The question is how we can scale the machines by adding more number of machines and increase the throughput for the same. So supervisor is what runs your workers, right? So all you need to do is add more machines and start running supervisor over it. It will communicate with the Nimbus, and then how you will scale your topology. Yes, you have to, that's the second part that's coming.
You have to restart, but you, and it will not take care of the dynamic loads. For example, you know that your data load is going to get increased so automatically I would like to scale my storm cluster. Storm does not come with that facility. But it's very easy in terms to scale because all you have to do is start a new worker, worker around it, and all your tasks will then get redistributed.
Yes, so essentially, if you do a PS minus EF on your system and grep for JVMs,
you will see different JVMs running on it. So essentially what is happening is each supervisor runs a set of workers. So each topology will have a set of workers which in turn have executors and threads. So each one of them will have a different process. That is how you guarantee fault tolerance across multiple systems. So one of your components fail, you can still, the other components will still run for you.
So that is how it happens inside a topology.
So the question is how is Twitter storm compared with different frameworks that are available in the market? So Samza is one of the products that is open sourced by LinkedIn itself. So LinkedIn for its near real time does a lot of Samza. Then there's one other product, open sourced by Yahoo, which is S4. I'm not really sure of those products. I've never used it.
But yes, there has to be some design philosophy. That is why there is existence of few different systems that are around. There is one that is used by Facebook. I'm not sure if that's open source or not. But I've never really given a shot to other one of them. Because for me, the components that Twitter storm lists, the features that it lists were pretty strong. And the multi-lang API for me is pretty strong as well.

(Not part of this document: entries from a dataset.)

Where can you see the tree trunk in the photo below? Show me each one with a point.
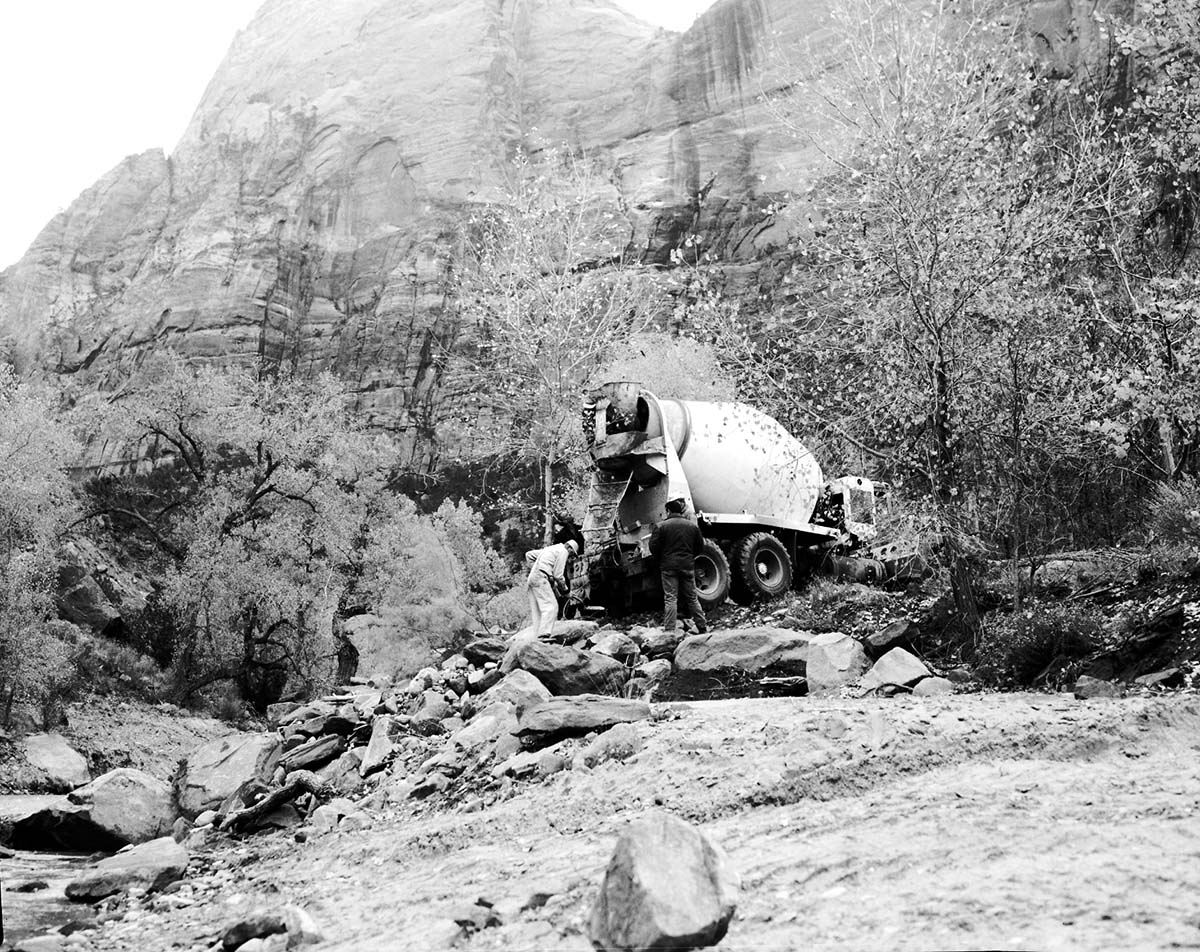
(547, 495)
(1167, 448)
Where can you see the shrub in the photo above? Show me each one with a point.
(1045, 645)
(1174, 520)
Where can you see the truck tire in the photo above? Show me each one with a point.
(712, 576)
(762, 568)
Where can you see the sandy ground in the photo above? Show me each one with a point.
(977, 821)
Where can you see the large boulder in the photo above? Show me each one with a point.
(835, 659)
(561, 717)
(484, 650)
(894, 635)
(487, 725)
(63, 766)
(132, 806)
(519, 688)
(780, 651)
(220, 767)
(567, 670)
(667, 886)
(149, 866)
(898, 666)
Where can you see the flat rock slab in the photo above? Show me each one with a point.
(220, 767)
(120, 807)
(667, 886)
(580, 714)
(750, 650)
(150, 866)
(315, 753)
(65, 767)
(565, 670)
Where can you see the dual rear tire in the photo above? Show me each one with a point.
(761, 569)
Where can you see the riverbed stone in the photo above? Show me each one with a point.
(219, 768)
(783, 651)
(64, 767)
(667, 886)
(1093, 687)
(150, 866)
(619, 742)
(897, 666)
(379, 747)
(120, 807)
(616, 645)
(834, 660)
(579, 714)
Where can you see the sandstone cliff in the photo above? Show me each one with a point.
(309, 214)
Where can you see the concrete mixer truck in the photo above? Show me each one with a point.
(767, 513)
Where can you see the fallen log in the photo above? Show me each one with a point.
(299, 782)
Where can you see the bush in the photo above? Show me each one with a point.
(828, 605)
(1174, 521)
(1045, 645)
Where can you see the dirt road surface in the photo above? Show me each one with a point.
(1015, 821)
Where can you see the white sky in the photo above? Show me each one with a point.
(84, 83)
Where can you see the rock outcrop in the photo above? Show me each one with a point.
(121, 807)
(149, 866)
(61, 765)
(216, 771)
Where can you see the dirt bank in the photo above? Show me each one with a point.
(978, 821)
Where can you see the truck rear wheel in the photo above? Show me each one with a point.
(712, 575)
(762, 568)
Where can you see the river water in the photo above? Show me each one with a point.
(37, 910)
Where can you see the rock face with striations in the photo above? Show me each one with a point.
(309, 216)
(310, 213)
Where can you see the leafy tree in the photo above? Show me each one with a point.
(270, 516)
(547, 291)
(36, 507)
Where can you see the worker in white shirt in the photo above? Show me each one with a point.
(547, 574)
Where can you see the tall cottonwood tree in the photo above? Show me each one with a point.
(549, 291)
(36, 507)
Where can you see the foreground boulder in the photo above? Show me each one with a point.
(121, 807)
(835, 659)
(217, 770)
(520, 689)
(898, 666)
(1093, 687)
(149, 866)
(667, 886)
(933, 687)
(64, 767)
(562, 717)
(781, 651)
(565, 670)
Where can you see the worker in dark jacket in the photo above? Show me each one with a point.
(676, 543)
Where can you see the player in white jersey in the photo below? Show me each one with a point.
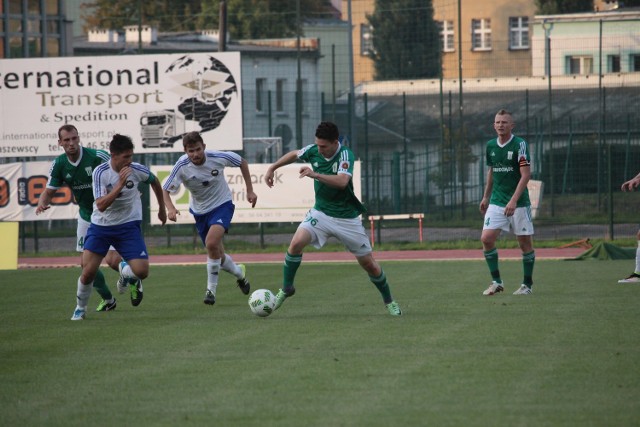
(116, 220)
(634, 277)
(201, 171)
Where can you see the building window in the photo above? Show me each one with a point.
(366, 40)
(481, 34)
(446, 36)
(280, 86)
(519, 32)
(580, 64)
(634, 63)
(261, 95)
(613, 63)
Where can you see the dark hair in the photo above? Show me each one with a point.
(66, 128)
(191, 138)
(327, 131)
(120, 144)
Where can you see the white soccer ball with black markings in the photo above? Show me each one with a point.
(262, 302)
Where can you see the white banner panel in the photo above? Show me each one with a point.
(20, 187)
(154, 99)
(287, 201)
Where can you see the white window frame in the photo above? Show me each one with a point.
(261, 95)
(280, 89)
(585, 64)
(481, 34)
(447, 34)
(518, 32)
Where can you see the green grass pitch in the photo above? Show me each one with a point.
(568, 355)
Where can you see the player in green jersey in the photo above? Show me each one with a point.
(634, 277)
(336, 211)
(75, 168)
(505, 203)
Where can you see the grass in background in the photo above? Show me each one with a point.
(566, 355)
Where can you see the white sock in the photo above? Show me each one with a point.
(213, 268)
(231, 267)
(83, 294)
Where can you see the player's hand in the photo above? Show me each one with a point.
(40, 209)
(173, 214)
(510, 209)
(124, 174)
(484, 205)
(252, 198)
(162, 216)
(306, 171)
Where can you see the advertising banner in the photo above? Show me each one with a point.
(154, 99)
(20, 187)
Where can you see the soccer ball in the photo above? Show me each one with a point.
(261, 302)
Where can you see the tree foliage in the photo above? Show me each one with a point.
(406, 40)
(557, 7)
(245, 18)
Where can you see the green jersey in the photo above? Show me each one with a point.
(505, 161)
(78, 176)
(332, 201)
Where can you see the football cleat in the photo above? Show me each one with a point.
(523, 290)
(394, 309)
(209, 298)
(283, 295)
(493, 289)
(136, 292)
(78, 314)
(633, 278)
(106, 306)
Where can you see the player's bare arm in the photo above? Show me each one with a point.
(525, 176)
(157, 190)
(484, 203)
(44, 202)
(286, 159)
(339, 181)
(632, 184)
(172, 212)
(246, 175)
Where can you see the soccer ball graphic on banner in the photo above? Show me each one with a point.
(262, 302)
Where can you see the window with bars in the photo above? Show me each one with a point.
(446, 36)
(481, 34)
(519, 32)
(580, 64)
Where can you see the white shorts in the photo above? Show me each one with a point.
(520, 223)
(349, 231)
(81, 234)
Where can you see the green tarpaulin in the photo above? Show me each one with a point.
(604, 251)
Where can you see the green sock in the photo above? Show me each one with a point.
(383, 286)
(100, 285)
(528, 260)
(291, 264)
(492, 261)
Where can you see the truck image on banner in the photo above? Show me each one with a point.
(155, 99)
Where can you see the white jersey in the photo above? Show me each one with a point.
(127, 206)
(206, 182)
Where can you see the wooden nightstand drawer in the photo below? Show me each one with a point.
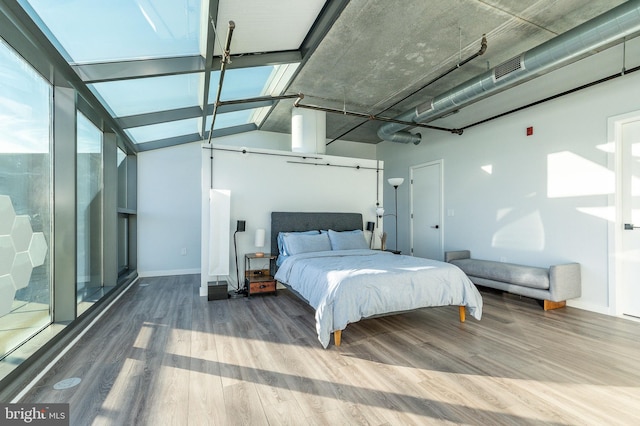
(262, 287)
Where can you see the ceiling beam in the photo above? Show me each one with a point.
(185, 113)
(194, 137)
(325, 20)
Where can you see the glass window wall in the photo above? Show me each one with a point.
(25, 201)
(89, 190)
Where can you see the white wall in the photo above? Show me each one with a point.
(264, 181)
(169, 210)
(547, 197)
(169, 197)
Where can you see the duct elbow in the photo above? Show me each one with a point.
(399, 137)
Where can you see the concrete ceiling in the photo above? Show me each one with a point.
(379, 51)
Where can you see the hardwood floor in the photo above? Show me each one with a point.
(163, 355)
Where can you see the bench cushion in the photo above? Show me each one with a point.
(528, 276)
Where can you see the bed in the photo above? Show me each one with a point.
(345, 281)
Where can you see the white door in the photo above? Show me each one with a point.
(426, 210)
(630, 186)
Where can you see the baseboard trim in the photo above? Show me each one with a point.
(167, 273)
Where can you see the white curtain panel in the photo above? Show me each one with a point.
(219, 231)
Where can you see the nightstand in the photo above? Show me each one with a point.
(259, 281)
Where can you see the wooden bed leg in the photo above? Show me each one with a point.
(549, 305)
(337, 337)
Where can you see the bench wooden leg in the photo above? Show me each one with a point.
(337, 337)
(549, 305)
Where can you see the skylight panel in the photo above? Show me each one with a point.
(116, 30)
(230, 119)
(166, 130)
(240, 83)
(142, 95)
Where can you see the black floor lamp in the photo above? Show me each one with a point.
(240, 291)
(396, 182)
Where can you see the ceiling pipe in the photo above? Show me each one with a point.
(224, 60)
(300, 97)
(601, 32)
(480, 52)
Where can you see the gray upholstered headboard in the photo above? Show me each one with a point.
(296, 221)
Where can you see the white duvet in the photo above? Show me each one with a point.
(347, 285)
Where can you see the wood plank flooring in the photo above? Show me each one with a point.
(165, 356)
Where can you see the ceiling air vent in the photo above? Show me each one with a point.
(508, 67)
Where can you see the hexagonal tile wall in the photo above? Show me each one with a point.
(21, 270)
(7, 254)
(21, 233)
(21, 250)
(37, 249)
(7, 215)
(7, 293)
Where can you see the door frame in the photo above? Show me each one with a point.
(616, 225)
(440, 163)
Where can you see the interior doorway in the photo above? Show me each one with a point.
(625, 283)
(426, 210)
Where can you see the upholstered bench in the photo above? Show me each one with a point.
(553, 285)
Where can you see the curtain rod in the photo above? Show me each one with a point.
(246, 151)
(335, 165)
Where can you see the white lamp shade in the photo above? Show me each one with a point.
(259, 242)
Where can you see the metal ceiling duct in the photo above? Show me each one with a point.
(577, 43)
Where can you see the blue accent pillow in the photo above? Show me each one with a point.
(281, 246)
(301, 243)
(348, 240)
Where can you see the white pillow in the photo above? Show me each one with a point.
(348, 240)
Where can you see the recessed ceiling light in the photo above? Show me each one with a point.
(67, 383)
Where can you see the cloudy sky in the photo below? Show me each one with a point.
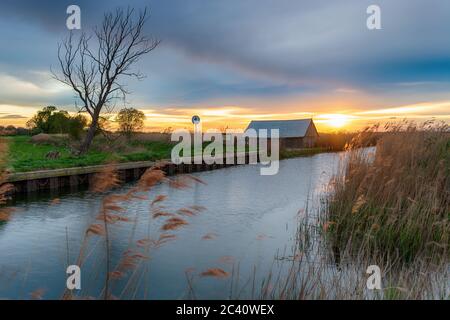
(231, 61)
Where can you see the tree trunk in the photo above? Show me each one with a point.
(89, 136)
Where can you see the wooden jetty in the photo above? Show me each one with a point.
(44, 180)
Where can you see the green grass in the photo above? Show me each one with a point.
(26, 156)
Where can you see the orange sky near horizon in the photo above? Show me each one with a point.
(233, 117)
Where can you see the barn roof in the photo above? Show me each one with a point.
(288, 128)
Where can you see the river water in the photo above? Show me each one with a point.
(248, 220)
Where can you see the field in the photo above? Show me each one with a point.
(27, 156)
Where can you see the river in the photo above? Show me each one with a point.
(248, 220)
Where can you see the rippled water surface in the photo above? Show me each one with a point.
(250, 217)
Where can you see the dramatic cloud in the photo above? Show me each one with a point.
(256, 54)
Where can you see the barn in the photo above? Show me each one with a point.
(294, 134)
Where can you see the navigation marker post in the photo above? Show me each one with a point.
(198, 140)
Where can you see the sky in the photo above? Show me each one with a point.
(239, 60)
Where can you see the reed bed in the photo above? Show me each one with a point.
(127, 276)
(395, 203)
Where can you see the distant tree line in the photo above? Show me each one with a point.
(13, 131)
(50, 120)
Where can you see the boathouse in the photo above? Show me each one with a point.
(294, 134)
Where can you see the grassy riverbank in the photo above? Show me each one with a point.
(24, 155)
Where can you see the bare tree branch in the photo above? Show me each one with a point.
(96, 71)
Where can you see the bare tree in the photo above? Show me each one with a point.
(96, 72)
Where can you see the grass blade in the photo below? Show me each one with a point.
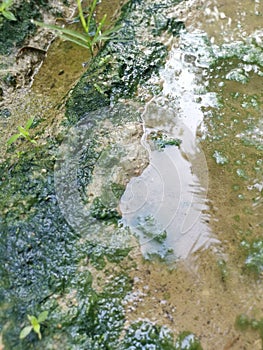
(13, 139)
(62, 31)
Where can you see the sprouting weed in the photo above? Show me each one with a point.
(4, 10)
(23, 132)
(35, 323)
(93, 34)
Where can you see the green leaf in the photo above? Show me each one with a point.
(13, 139)
(65, 37)
(23, 131)
(43, 316)
(29, 123)
(9, 15)
(62, 31)
(25, 331)
(36, 326)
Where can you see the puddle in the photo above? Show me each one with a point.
(201, 201)
(194, 200)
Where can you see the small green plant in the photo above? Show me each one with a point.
(35, 323)
(4, 10)
(92, 36)
(23, 132)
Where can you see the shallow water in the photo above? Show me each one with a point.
(197, 207)
(206, 194)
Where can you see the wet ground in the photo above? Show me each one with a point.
(189, 170)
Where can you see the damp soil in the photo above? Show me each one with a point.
(169, 157)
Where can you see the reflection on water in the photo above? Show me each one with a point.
(171, 192)
(212, 99)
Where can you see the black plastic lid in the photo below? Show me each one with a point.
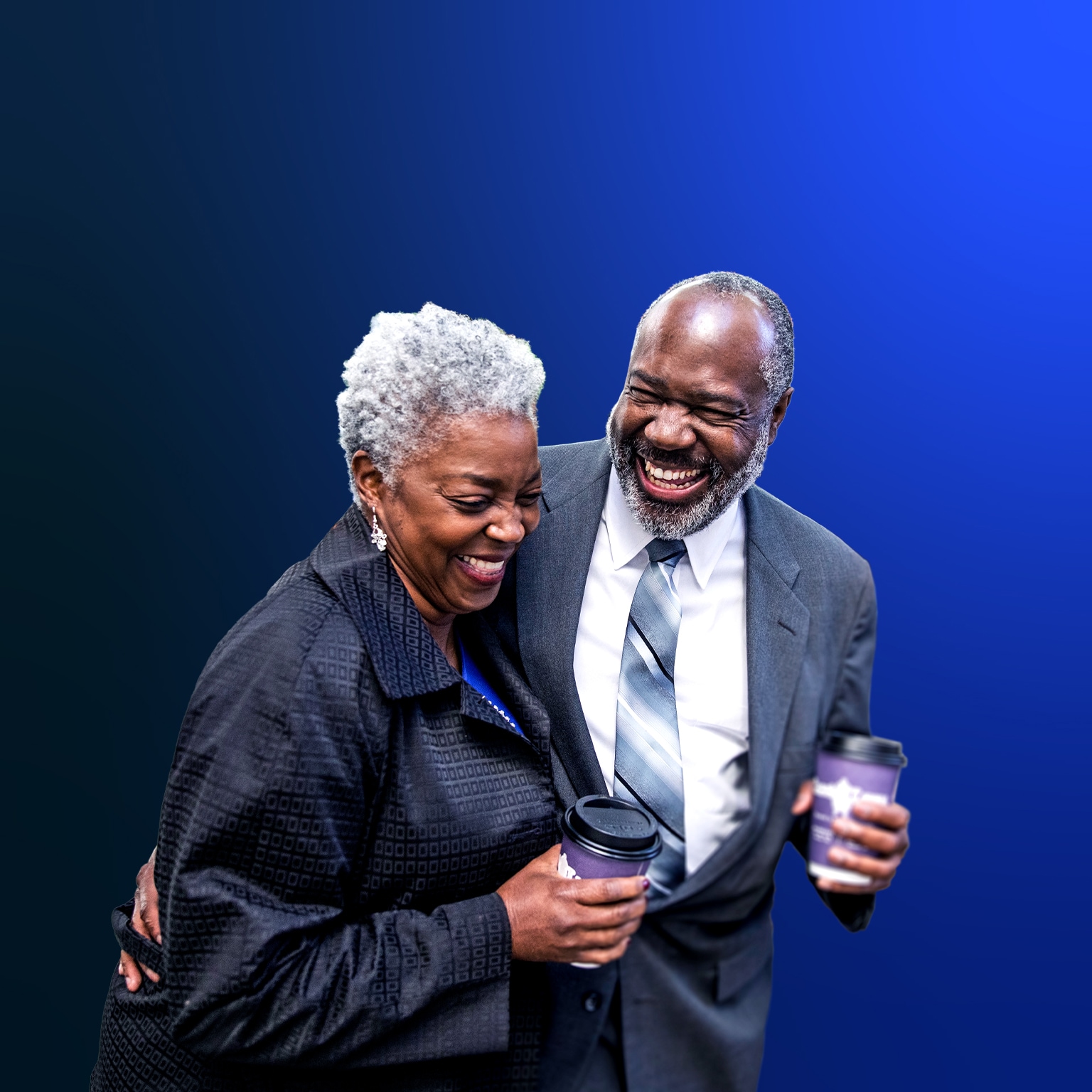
(863, 748)
(613, 828)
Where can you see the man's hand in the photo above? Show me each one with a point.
(888, 839)
(562, 921)
(146, 922)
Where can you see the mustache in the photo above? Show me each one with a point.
(676, 460)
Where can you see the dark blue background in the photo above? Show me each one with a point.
(205, 203)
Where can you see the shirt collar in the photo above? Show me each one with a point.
(627, 537)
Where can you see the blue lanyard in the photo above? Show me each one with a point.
(476, 680)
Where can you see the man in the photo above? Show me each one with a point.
(692, 639)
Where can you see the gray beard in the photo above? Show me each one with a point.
(676, 521)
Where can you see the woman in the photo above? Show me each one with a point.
(356, 862)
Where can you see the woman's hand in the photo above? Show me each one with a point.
(562, 921)
(146, 922)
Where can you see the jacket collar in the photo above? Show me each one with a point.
(407, 661)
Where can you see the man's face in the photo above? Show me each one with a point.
(690, 430)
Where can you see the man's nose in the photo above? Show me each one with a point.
(670, 429)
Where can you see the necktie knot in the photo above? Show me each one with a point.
(665, 550)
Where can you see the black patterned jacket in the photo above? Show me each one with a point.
(340, 813)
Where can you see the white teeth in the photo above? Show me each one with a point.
(481, 564)
(666, 478)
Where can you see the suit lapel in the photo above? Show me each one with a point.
(552, 569)
(776, 637)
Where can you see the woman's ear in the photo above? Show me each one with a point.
(367, 480)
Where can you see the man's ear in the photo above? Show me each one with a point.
(778, 413)
(367, 480)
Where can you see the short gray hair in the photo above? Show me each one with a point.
(411, 369)
(776, 367)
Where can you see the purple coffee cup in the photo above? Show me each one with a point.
(603, 837)
(850, 769)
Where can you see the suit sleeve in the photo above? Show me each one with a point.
(849, 712)
(268, 960)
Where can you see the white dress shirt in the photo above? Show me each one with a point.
(710, 662)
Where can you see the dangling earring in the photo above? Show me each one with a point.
(378, 535)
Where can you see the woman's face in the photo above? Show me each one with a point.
(459, 513)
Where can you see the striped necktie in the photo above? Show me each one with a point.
(648, 760)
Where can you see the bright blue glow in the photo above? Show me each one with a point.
(203, 205)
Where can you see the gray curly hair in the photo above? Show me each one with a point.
(411, 369)
(776, 367)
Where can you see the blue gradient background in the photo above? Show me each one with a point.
(202, 207)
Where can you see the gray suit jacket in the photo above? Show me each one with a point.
(696, 981)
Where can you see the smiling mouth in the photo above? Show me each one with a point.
(482, 569)
(670, 478)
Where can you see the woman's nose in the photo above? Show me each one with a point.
(507, 529)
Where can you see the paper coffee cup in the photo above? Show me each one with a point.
(850, 769)
(603, 837)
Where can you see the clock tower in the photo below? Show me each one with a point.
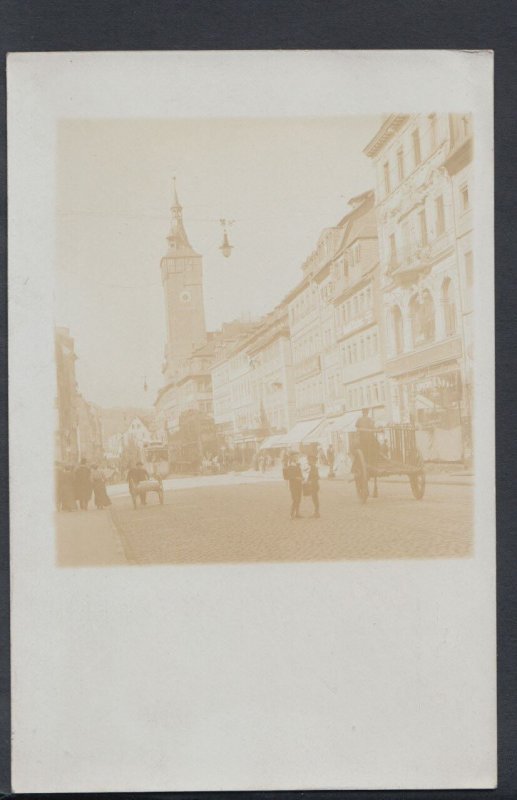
(182, 278)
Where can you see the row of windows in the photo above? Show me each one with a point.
(306, 346)
(360, 348)
(276, 417)
(422, 318)
(355, 307)
(366, 394)
(241, 393)
(309, 392)
(409, 158)
(306, 302)
(335, 386)
(414, 231)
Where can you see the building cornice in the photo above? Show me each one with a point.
(388, 129)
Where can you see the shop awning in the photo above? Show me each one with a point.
(273, 441)
(345, 422)
(299, 433)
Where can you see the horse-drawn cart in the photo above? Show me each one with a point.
(141, 489)
(382, 452)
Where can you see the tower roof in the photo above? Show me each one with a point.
(177, 238)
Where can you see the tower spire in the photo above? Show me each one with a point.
(177, 238)
(176, 202)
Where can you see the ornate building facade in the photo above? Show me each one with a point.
(182, 278)
(420, 280)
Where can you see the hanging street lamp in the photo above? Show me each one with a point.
(226, 248)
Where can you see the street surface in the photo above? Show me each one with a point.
(245, 518)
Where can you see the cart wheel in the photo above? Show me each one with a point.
(360, 476)
(417, 479)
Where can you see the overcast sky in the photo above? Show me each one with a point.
(282, 180)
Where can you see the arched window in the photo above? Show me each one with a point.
(449, 307)
(398, 330)
(422, 318)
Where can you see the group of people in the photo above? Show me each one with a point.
(300, 484)
(77, 484)
(308, 484)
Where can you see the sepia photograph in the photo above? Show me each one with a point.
(251, 387)
(263, 334)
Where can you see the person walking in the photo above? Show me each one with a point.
(68, 489)
(83, 484)
(330, 460)
(99, 488)
(134, 477)
(293, 474)
(313, 481)
(58, 484)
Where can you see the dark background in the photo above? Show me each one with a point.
(46, 25)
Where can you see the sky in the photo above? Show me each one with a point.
(282, 180)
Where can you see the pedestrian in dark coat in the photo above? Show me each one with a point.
(58, 485)
(99, 488)
(330, 460)
(68, 495)
(313, 480)
(293, 475)
(83, 484)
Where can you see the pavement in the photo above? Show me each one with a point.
(245, 518)
(88, 538)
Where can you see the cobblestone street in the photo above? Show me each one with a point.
(250, 523)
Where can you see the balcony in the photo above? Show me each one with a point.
(307, 367)
(418, 259)
(309, 412)
(355, 324)
(445, 350)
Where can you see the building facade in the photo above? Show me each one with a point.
(182, 278)
(78, 423)
(253, 388)
(357, 308)
(420, 280)
(66, 423)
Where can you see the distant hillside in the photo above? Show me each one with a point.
(117, 420)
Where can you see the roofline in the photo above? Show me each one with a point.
(389, 127)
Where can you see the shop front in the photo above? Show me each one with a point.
(432, 401)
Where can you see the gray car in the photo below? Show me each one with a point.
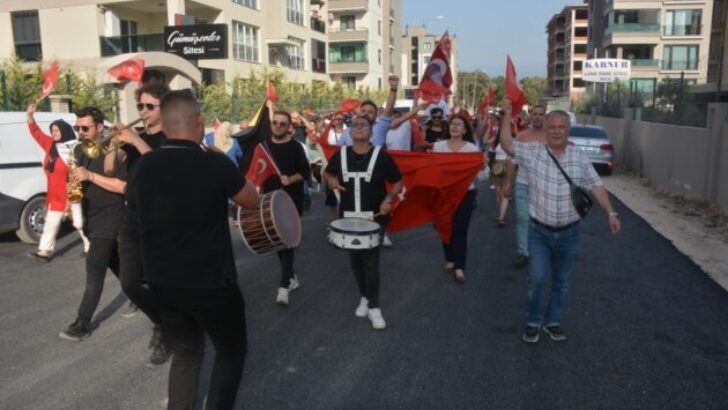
(595, 142)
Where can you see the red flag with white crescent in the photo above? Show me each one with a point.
(437, 79)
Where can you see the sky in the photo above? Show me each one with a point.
(488, 30)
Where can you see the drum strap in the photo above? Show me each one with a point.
(358, 176)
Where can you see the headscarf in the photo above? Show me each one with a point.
(222, 136)
(67, 134)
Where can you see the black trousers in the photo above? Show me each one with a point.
(102, 254)
(457, 250)
(187, 315)
(365, 264)
(132, 273)
(286, 256)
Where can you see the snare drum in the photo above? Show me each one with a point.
(354, 233)
(273, 226)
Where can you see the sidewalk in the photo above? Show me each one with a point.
(687, 231)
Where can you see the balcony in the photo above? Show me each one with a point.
(112, 46)
(318, 25)
(348, 34)
(349, 67)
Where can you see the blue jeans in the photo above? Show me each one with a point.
(555, 253)
(522, 219)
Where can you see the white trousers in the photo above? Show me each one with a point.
(53, 222)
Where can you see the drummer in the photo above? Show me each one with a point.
(360, 173)
(291, 160)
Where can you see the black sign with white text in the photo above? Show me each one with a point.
(196, 42)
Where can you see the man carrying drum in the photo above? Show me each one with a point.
(360, 172)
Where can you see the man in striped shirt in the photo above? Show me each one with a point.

So those are my preferences for using Apache Storm. Yeah, I can't hear you. Sure, so the question is how does exactly once
and at least once processing works? So there's something known as the guaranteed processing wherein you will flow all your messages across your topology. Once that is done, you are at least processing it once. Now, exactly once is what I was talking about in the advanced features of Storm wherein you need to write transactional topologies which are abstraction over your basic topologies
that lets you achieve exactly once. So for at least once, all your tuples will flow through the topology. That is what Storm takes care of via its communication mechanisms. So yes, there are few internals of Storm in which it communicates via zero MQ and other mechanisms. I have few architecture diagrams for that.
I'll be happy to share that after the talk. That basically explain how each message flows through different workers. For example, one bolt to another bolt from spout to bolt and what happens when we explicitly fail it and stuff like that. So I'll be happy to share that with you.